Created attachment 227752 [details]
pkg log messages
I did a "pkg upgrade" on a desktop system using a pkgbase repo. When upgrading to a repo built from commit c751d067c166db71ce8bf3a323c62ac3428bd32a, a number of packages were upgraded but at some point post-install scripts started failing due to a missing cap_mkdb(1).
I don't have the pkg output anymore, though I will try upgrading another host to see if I can reproduce this. I attached a snippet of /var/log/messages containing pkg messages. The FreeBSD-libbsdxml and FreeBSD-libregex packages were uninstalled, I guess because of commits 30975efbaff0a021545e81bd9fa09d848edfaafa and dfa9131d709121b2e502a82ff66cf3e376654942. Then, FreeBSD-utilities-14.snap20210907220446 is installed, not upgraded. Later, FreeBSD-utilities-14.snap20210827204353 is uninstalled, which seems to be where the problem starts.
This sounds like a bug some of us tripped over in pkg a few weeks ago -- I don't think it ever got tracked down but it seemed to be related to an already-installed package becoming a dependency of a new package.
In any case, "package has new version installed and then old version uninstalled" is almost certainly a pkg issue, not a pkgbase issue.
Yes this is a pkg bug and again I cannot reproduce here.
Both libbsdxml and libregex conflict with the new utilities and so are removed.
I'm running pkg-devel (so 18.104.22.168) but that shouldn't change a lot.
Created attachment 227761 [details]
script to reproduce the issue
Using the attached script to try to reproduce here (packages are still building for my machines).
(In reply to Emmanuel Vadot from comment #4)
I was able to reproduce it using a variation on your script: instead of installing only FreeBSD-utilities from the old repo, install all packages, i.e., "pkg install -g 'FreeBSD-*'".
I can try digging into it later today, or if there is some debug info you'd like, I can provide it.
(In reply to Mark Johnston from comment #5)
This is with pkg 1.17.1, btw.
I managed to repro but not 100% ...
Anyway this is a bug in pkg's solver (I think) and I don't understand a thing at this.
Maybe an interesting data point: while trying to narrow things down, I modified a test script to cache the downloaded packages with -o PKG_CACHEDIR, since I blow away the fake rootdir on each attempt and have to re-download otherwise.
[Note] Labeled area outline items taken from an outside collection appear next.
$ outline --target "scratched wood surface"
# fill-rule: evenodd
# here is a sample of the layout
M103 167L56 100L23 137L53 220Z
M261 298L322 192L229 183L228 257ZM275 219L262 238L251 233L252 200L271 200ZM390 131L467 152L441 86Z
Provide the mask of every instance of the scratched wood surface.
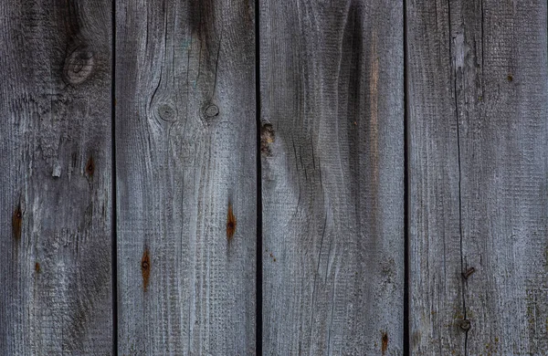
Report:
M411 351L548 354L546 3L406 18Z
M116 5L120 354L255 353L254 13Z
M403 4L259 4L264 353L402 354Z
M0 353L110 354L111 6L0 5Z

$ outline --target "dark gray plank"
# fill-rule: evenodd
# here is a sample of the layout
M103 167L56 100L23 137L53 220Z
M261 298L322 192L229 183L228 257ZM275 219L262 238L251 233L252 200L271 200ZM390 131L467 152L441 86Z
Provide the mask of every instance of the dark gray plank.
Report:
M121 354L255 352L254 11L117 4Z
M112 351L108 1L0 5L0 352Z
M402 354L402 2L259 4L265 354Z
M546 3L407 19L411 349L547 354Z

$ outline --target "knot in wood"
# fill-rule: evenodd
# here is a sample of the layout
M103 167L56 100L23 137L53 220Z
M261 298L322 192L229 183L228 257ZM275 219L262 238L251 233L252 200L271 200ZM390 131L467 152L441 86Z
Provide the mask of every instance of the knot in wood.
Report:
M217 116L219 114L219 108L215 105L215 104L211 104L208 105L207 108L206 108L206 118L214 118L216 116Z
M175 109L169 104L161 104L158 107L158 115L164 121L174 121L175 120Z
M88 47L78 47L65 58L63 77L69 84L81 84L91 75L94 65L93 52Z
M464 320L460 321L460 329L462 329L463 330L469 330L470 327L470 320L465 319Z

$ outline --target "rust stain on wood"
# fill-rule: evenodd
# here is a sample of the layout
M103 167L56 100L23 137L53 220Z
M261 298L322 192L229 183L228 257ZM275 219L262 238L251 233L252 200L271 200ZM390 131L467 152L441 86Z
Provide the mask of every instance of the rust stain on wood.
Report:
M236 216L232 211L232 204L228 203L228 213L227 214L227 239L230 241L236 233Z
M383 355L385 355L386 350L388 349L388 334L386 332L383 333L382 340L383 344L381 345L381 351L383 352Z
M12 217L12 229L14 232L14 238L16 240L21 238L21 228L23 225L23 212L21 211L21 204L18 204L14 211Z
M142 274L142 289L146 292L151 276L151 256L148 248L144 249L141 258L141 273Z

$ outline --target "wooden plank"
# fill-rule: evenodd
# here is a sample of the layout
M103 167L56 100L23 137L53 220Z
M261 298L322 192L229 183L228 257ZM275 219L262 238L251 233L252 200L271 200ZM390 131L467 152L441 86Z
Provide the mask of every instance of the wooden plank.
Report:
M546 20L407 2L416 354L548 353Z
M0 351L110 354L111 6L0 5Z
M254 11L117 5L121 354L255 352Z
M259 4L264 351L402 354L402 2Z

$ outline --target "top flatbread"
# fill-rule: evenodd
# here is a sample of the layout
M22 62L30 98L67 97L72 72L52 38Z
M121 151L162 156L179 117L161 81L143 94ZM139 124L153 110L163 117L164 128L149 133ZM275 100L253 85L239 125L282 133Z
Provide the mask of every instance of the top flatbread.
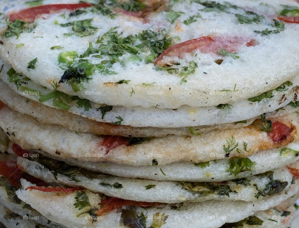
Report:
M154 34L151 40L148 37L142 40L137 39L131 43L133 46L145 40L153 41L157 39L160 41L164 35L165 39L172 40L172 45L212 36L211 39L216 43L213 43L211 47L206 48L203 45L200 48L201 51L197 49L191 51L189 47L189 49L187 49L189 53L186 54L177 49L174 55L179 54L178 56L164 56L162 60L163 64L175 63L179 64L171 67L178 69L173 74L167 70L157 70L152 63L145 63L145 59L150 54L149 48L140 48L137 50L131 49L129 51L133 54L130 54L126 50L128 48L126 49L120 44L119 37L116 41L114 40L117 43L117 51L125 50L123 55L116 55L116 60L114 59L116 62L110 68L102 69L108 74L105 75L96 70L90 76L92 79L88 82L83 80L81 85L83 88L79 92L74 92L67 82L60 83L58 88L67 93L96 103L127 107L156 106L175 109L184 104L195 107L217 105L254 97L277 88L298 74L299 27L295 24L286 23L284 29L281 25L277 25L275 27L272 20L277 19L279 12L285 7L281 4L299 7L295 1L273 1L269 6L263 4L264 1L263 1L254 4L245 1L237 2L228 1L230 5L221 1L220 5L214 2L211 7L210 4L203 5L198 3L200 1L166 2L159 8L163 10L146 16L142 15L144 19L115 8L111 11L113 17L111 14L103 15L99 12L101 10L93 10L95 12L93 12L88 8L77 16L70 17L72 12L69 11L44 15L36 20L34 28L27 30L33 32L25 31L17 39L16 36L7 38L7 36L2 36L1 39L4 45L0 45L1 55L16 71L25 74L36 83L50 88L53 81L58 83L61 79L65 71L65 69L59 67L58 60L59 55L62 52L75 51L79 56L86 51L90 42L93 47L89 50L93 54L86 54L84 59L93 64L107 66L102 61L111 62L109 59L111 55L107 55L105 49L107 47L109 49L110 45L107 44L105 37L103 41L96 43L98 38L100 40L106 33L116 26L118 27L114 31L120 37L127 37L130 35L135 37L135 35L146 31ZM45 2L44 4L47 3ZM20 5L19 8L12 9L14 12L24 7L24 4ZM253 14L253 12L257 14ZM59 17L62 14L63 17ZM192 20L190 17L193 16L193 21L196 21L191 23ZM244 17L249 17L251 21L244 20ZM78 33L74 26L72 28L73 22L90 19L91 25L88 27L91 31L85 31L93 35L78 36L82 34ZM281 32L270 31L270 34L262 36L264 32L261 34L254 31L265 31L267 28L268 31L276 29L277 31L278 28ZM74 31L77 33L74 34ZM255 41L254 44L257 45L247 46L247 42L254 40ZM17 45L20 44L24 45ZM165 44L160 52L171 45L169 45ZM99 50L101 45L102 49ZM51 47L54 50L51 50ZM224 49L224 52L220 54L219 51L223 51ZM227 50L229 51L228 54L225 52ZM108 51L111 53L111 50ZM153 60L160 54L159 51L156 53ZM95 55L95 57L92 57ZM37 58L35 69L28 69L29 62ZM214 62L219 59L224 60L220 65ZM77 64L74 64L72 67L78 66ZM194 66L196 65L197 67ZM118 74L109 74L112 71ZM186 78L184 76L186 76ZM124 79L131 81L127 84L114 83Z

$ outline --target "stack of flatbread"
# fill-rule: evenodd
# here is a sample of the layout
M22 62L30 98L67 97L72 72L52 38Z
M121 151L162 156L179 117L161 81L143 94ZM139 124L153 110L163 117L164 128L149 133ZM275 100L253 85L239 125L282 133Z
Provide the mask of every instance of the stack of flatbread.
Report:
M7 227L298 227L298 1L0 7Z

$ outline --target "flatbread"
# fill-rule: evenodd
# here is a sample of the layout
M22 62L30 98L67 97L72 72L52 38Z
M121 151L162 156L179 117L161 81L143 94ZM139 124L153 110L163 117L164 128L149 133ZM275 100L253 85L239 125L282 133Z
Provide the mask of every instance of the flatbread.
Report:
M3 69L5 69L0 74L0 76L6 84L19 94L39 102L39 99L42 98L42 96L51 93L57 93L53 88L52 89L46 89L31 81L24 81L24 76L19 78L21 81L25 82L27 84L22 86L25 87L25 88L21 86L18 90L15 83L10 81L10 77L7 74L10 68L9 65L4 64ZM296 77L292 81L292 86L286 86L282 91L273 91L272 95L273 96L270 98L265 98L260 101L255 102L250 102L246 99L220 107L193 108L185 105L173 110L161 110L156 108L145 108L135 107L128 108L121 106L113 106L110 107L109 110L112 110L105 113L103 116L101 108L103 107L102 104L89 102L92 108L88 109L87 111L83 107L78 107L76 104L77 101L72 102L71 100L67 102L63 100L62 101L69 106L67 109L69 108L67 111L71 113L104 122L115 123L122 119L123 120L121 122L122 125L132 127L168 128L206 126L228 123L233 124L235 122L244 121L245 120L249 122L251 121L249 119L256 117L264 113L272 112L282 108L290 102L297 100L297 94L299 91L299 77ZM65 96L65 94L61 95ZM43 100L43 104L57 108L57 105L54 105L53 99L45 101ZM69 97L68 100L71 100L71 99ZM55 101L57 101L56 100ZM82 101L88 102L86 100ZM118 119L116 117L118 117Z
M64 158L63 154L53 155L42 150L36 150L32 152L63 161L71 165L124 177L163 181L183 180L213 182L247 177L283 167L298 161L299 157L297 155L299 151L299 144L298 142L291 143L287 148L288 149L279 148L263 151L249 156L248 158L255 163L251 167L251 170L241 172L236 176L230 174L230 160L225 159L213 161L208 163L200 164L198 165L184 162L176 162L165 165L132 166L107 162L82 162L77 159Z
M237 5L241 9L235 10L235 7L234 7L229 9L232 11L232 13L218 11L217 14L212 10L212 12L208 10L209 9L202 10L205 7L195 2L178 2L169 4L166 2L164 10L148 14L144 19L116 12L114 12L113 19L108 15L99 13L98 11L95 13L86 12L70 18L67 11L65 12L65 18L59 17L63 13L61 12L48 15L45 20L40 18L36 20L34 33L23 33L18 39L16 36L8 38L2 36L1 40L4 45L0 46L1 55L16 70L25 74L36 83L50 88L53 81L58 82L60 80L64 72L58 66L57 57L59 53L75 50L79 55L82 54L91 42L94 47L97 47L97 45L95 43L97 37L101 37L109 29L115 26L119 27L117 31L123 37L134 35L149 29L154 31L164 29L165 32L169 33L170 36L175 40L173 44L209 35L220 37L221 43L223 39L226 39L234 45L240 43L237 48L233 49L236 51L233 52L238 53L239 59L223 57L209 51L204 54L199 50L182 55L181 58L164 57L163 60L166 62L174 61L180 64L181 67L178 67L180 70L183 69L182 67L187 66L188 63L192 60L197 64L194 73L189 75L187 82L182 84L182 78L178 74L170 74L166 71L157 71L153 69L152 64L145 64L144 59L150 54L146 50L138 52L141 62L128 62L127 60L131 55L127 53L120 57L121 61L113 64L111 69L111 70L118 74L105 75L96 71L92 75L93 79L89 80L89 83L84 83L85 89L79 92L74 92L66 83L61 84L59 89L68 94L78 95L96 103L127 107L149 107L158 105L160 108L177 108L185 104L198 107L231 103L276 88L284 82L294 78L299 73L298 50L296 48L298 46L297 45L299 45L297 38L299 31L297 25L286 24L285 29L287 32L270 34L267 39L254 31L267 28L271 30L272 20L264 15L273 15L270 17L271 19L273 17L276 18L277 12L283 8L281 4L299 6L295 1L277 1L272 2L270 7L260 4L264 3L264 1L258 1L256 5L253 5L245 0L236 2L230 0L229 2ZM223 1L219 2L223 4ZM16 7L11 9L12 10L17 11L24 7L23 4L20 4L19 7L19 4L15 4ZM260 22L241 24L235 14L246 16L248 14L244 10L247 9L256 11ZM203 19L198 19L188 25L183 24L190 15L196 15L198 11ZM172 14L173 11L182 12L179 13L180 16L175 18L172 23L173 17ZM74 35L64 36L64 34L73 33L71 27L62 27L60 24L90 18L94 18L91 22L93 27L97 28L93 29L94 32L92 34L93 35L83 37ZM105 23L103 24L103 21ZM282 31L284 31L282 30ZM59 38L56 38L55 35ZM42 38L35 39L36 36ZM234 40L234 39L237 41ZM246 43L253 39L256 40L258 45L246 46ZM283 45L281 45L282 40L285 41ZM138 42L136 41L137 43ZM16 45L20 43L24 45L17 48ZM106 44L105 42L104 44ZM63 47L63 49L50 50L51 47L57 45ZM278 50L278 51L274 51ZM46 54L49 52L50 55ZM28 62L36 58L38 60L36 69L28 70ZM107 60L105 56L99 59L89 56L86 58L91 62L97 63ZM219 65L214 62L220 58L224 61ZM145 75L147 75L146 78ZM258 80L256 80L257 75ZM124 79L131 81L128 84L116 85L111 83ZM155 84L145 89L142 85L143 83L154 82ZM220 95L215 93L215 91L223 90L232 91L235 84L237 85L238 91L235 92L226 93ZM101 95L87 94L85 92L87 91L100 92ZM131 96L132 91L135 93ZM161 94L163 96L160 95Z
M22 180L22 183L23 189L34 186L24 180ZM160 206L159 208L137 207L131 209L133 211L136 210L137 215L140 215L142 212L147 216L147 227L150 226L153 221L153 216L156 215L159 212L160 215L165 213L164 216L168 216L166 223L162 227L163 228L173 226L216 228L226 222L238 221L253 215L255 211L266 210L277 206L294 195L298 190L299 186L293 185L289 190L283 192L281 195L275 195L266 200L254 203L236 201L235 203L232 204L225 201L210 201L203 203L184 204L179 206L178 210L170 209L169 205ZM97 208L98 207L97 203L101 200L100 197L87 191L85 192L91 207ZM76 215L82 211L75 208L74 206L75 202L74 193L57 194L56 192L45 192L37 190L20 189L16 193L20 199L37 209L49 219L61 223L66 226L103 228L120 226L121 213L117 213L116 209L98 217L97 221L93 223L91 223L90 216L88 215ZM45 205L46 207L44 206ZM87 208L85 210L88 209ZM232 213L234 216L230 216ZM217 219L215 219L216 217Z
M273 180L278 180L281 185L284 183L284 188L282 188L282 190L286 190L291 183L296 184L287 166L275 169L273 173L250 177L243 181L226 182L221 190L214 191L212 188L221 187L221 183L161 182L126 178L95 173L78 167L66 167L61 163L43 157L32 159L19 158L18 165L27 173L45 181L58 182L62 186L82 187L109 196L142 202L174 203L211 200L254 202L264 198L263 195L259 195L260 191L264 191L267 184ZM290 167L296 165L291 164ZM63 169L60 167L63 167ZM277 188L279 188L279 185Z
M260 130L260 122L244 128L213 130L199 136L126 138L70 132L61 126L41 124L7 107L0 110L0 127L24 149L40 149L53 155L82 161L109 161L131 166L151 165L154 160L161 165L246 157L297 141L298 119L299 115L295 113L272 120L273 123L284 123L290 131L277 142Z

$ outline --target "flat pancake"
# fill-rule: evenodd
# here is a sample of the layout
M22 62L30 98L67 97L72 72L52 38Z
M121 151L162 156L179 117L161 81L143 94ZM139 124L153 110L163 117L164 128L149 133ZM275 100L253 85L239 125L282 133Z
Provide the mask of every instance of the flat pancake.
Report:
M244 128L214 130L199 136L135 138L70 132L60 125L41 124L7 106L0 110L0 127L24 149L40 149L82 161L131 166L151 165L154 161L161 165L246 157L297 141L298 119L295 113L271 119L273 130L264 129L256 121Z
M18 165L26 173L45 181L82 187L108 196L144 202L174 203L211 200L254 202L267 196L267 189L274 183L277 193L295 183L290 171L292 170L287 166L247 178L209 183L126 178L68 167L42 157L30 159L32 160L18 158ZM291 164L290 169L296 166Z
M50 220L72 227L118 227L121 224L120 219L122 213L117 213L116 209L103 214L100 217L96 217L97 219L97 221L92 223L91 216L88 214L78 216L78 215L82 211L75 208L74 206L76 203L75 193L57 194L57 192L44 192L36 190L26 191L24 189L34 185L25 180L22 180L22 183L23 190L17 191L18 197ZM235 222L244 219L252 215L255 212L267 210L277 206L293 195L298 189L299 186L293 185L289 191L283 192L281 195L274 195L266 200L258 201L254 203L236 201L235 203L232 204L231 202L210 201L204 203L185 203L181 206L177 205L177 207L178 207L176 209L170 209L171 205L169 205L160 206L159 208L154 207L145 209L131 207L126 207L126 209L132 211L133 213L135 211L135 213L137 215L140 215L142 212L144 216L147 216L145 219L146 227L151 226L153 218L155 219L153 216L155 215L156 216L159 212L158 216L159 215L165 216L162 223L165 223L162 226L163 228L174 226L216 228L226 222ZM101 201L100 197L97 197L97 195L88 191L85 191L85 194L88 197L89 205L92 207L94 207L98 208L97 203ZM46 204L47 207L42 206ZM88 206L84 207L85 207L85 210L89 210L90 208ZM240 210L241 208L241 210ZM234 215L234 216L230 216L232 213ZM166 216L168 216L167 218ZM122 216L126 216L123 214ZM215 219L216 217L217 219ZM204 224L204 226L203 224Z
M233 124L236 122L244 122L246 120L250 121L249 119L282 108L290 102L297 100L299 91L299 77L297 77L291 80L292 85L284 84L266 93L272 94L271 96L262 96L263 99L259 98L254 102L245 99L218 107L198 108L184 105L174 110L107 106L80 99L77 96L68 96L55 90L53 88L45 88L29 80L23 75L14 74L12 80L11 78L12 76L9 76L7 74L10 68L9 65L4 64L0 76L10 88L23 96L37 102L41 102L45 105L64 109L91 120L115 124L120 123L132 127L177 128L228 123ZM24 83L23 85L22 83Z
M28 29L34 32L22 32L17 39L16 36L10 36L9 31L8 34L2 33L1 55L16 70L49 88L51 88L53 81L58 83L65 69L67 71L69 69L65 63L75 68L77 64L73 62L72 65L72 61L78 60L79 58L76 57L82 55L82 61L87 60L93 64L88 65L89 69L95 70L90 75L92 79L86 79L88 81L80 84L83 88L79 92L74 92L66 83L61 83L59 90L96 103L127 107L157 106L160 108L175 109L183 105L196 107L230 103L275 88L298 74L298 52L294 47L299 45L297 38L299 27L295 24L286 23L283 26L279 24L278 28L278 26L274 25L272 20L277 19L277 12L283 9L281 5L299 7L295 1L276 1L272 2L271 7L269 7L263 4L264 1L259 1L256 5L245 0L236 2L230 0L230 5L228 6L224 1L220 1L220 6L224 5L220 7L222 10L219 10L219 7L200 4L201 2L168 4L165 2L162 10L147 14L144 18L139 15L132 16L121 8L115 10L113 5L111 10L109 6L105 5L113 17L109 13L103 15L100 10L92 10L90 7L85 8L83 13L75 14L74 16L74 14L70 16L71 12L67 10L59 12L54 11L53 14L38 17L34 28ZM17 12L24 5L19 7L19 4L15 4L16 7L11 9L14 11L13 15L17 17ZM102 6L99 7L101 9ZM227 8L223 10L224 7ZM190 15L196 17L199 11L200 17L189 23ZM63 13L65 17L59 17ZM249 19L248 15L251 15ZM72 26L78 25L74 21L91 18L93 19L84 21L89 28L87 31L83 31L82 26ZM106 23L103 24L103 21ZM119 38L116 40L109 40L110 36L107 34L103 37L116 26L118 26L115 29L116 35L126 37L126 39L122 41ZM268 34L262 31L266 29L276 31ZM287 31L287 32L283 32ZM151 49L156 43L144 43L144 38L140 36L143 31L144 34L146 31L150 33L146 35L147 41L151 36L152 43L155 39L164 42L164 45L157 44L159 50ZM263 36L265 32L267 39ZM132 38L135 35L137 38ZM101 39L102 37L103 39ZM201 40L196 40L193 45L189 43L190 41L183 43L202 37L203 43ZM129 39L134 41L128 41ZM284 41L283 45L281 40ZM125 42L123 46L119 45L121 42ZM107 42L110 42L109 45ZM90 43L93 47L85 52L91 46ZM113 52L115 43L125 47L120 53ZM174 46L179 43L181 44ZM18 45L20 44L24 45ZM140 44L143 44L141 47L136 47ZM173 72L172 69L174 68L178 69L174 71L177 73L171 74L169 70L157 70L154 64L146 63L146 59L153 61L169 46L173 50L164 53L158 62L156 61L156 66L161 63L170 64L170 72ZM78 55L74 55L74 59L68 57L68 60L63 60L64 63L60 66L64 67L61 69L57 60L59 55L62 52L73 51ZM36 58L37 62L32 69L27 68L29 62ZM218 65L215 62L220 59L224 61ZM130 81L128 84L116 83L123 80ZM145 87L148 84L150 85ZM224 91L225 92L221 93Z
But when both package sets are already cached locally, the problem no longer reproduces. That seems surprising, I wouldn't expect that to influence solver behaviour...
(In reply to Mark Johnston from comment #8)
... or not. It still repros with cached packages, sometimes. I have no idea why it is intermittent.
In any case, based on debug logs the problem is related to pkg_jobs_set_execute_priority(), which may split an upgrade job into separate install/delete jobs upon conflicts. Conflicts are reported in this case, as the new FreeBSD-utilities contains files from the old FreeBSD-libbsdxml etc.. There is some logic to update job priorities in this case (and presumably the problem would not occur if the new FreeBSD-utilities is installed after the old one is deleted), but I don't quite understand the code yet, or in particular this "remote"/"local" package abstraction.
I dug into this a bit more and was able to fix it locally. Basically, when splitting an upgrade into separate remove and install jobs, we assign the remove job a special type, PKG_SOLVED_UPGRADE_REMOVE, not PKG_SOLVED_DELETE. I'm not sure exactly why that's needed, as they are mostly handled identically outside of the job prioritization code, and I still don't really understand that code.
After splitting jobs and assigning priorities, we sort the job list according to the numeric priority. When two jobs have identical priority, higher precedence is given to jobs of type not equal to PKG_SOLVED_DELETE. If I change this to PKG_SOLVED_DELETE || PKG_SOLVED_UPGRADE_REMOVE, then the job list gets sorted in such a way that the problem doesn't occur.
I submitted https://github.com/freebsd/pkg/pull/1986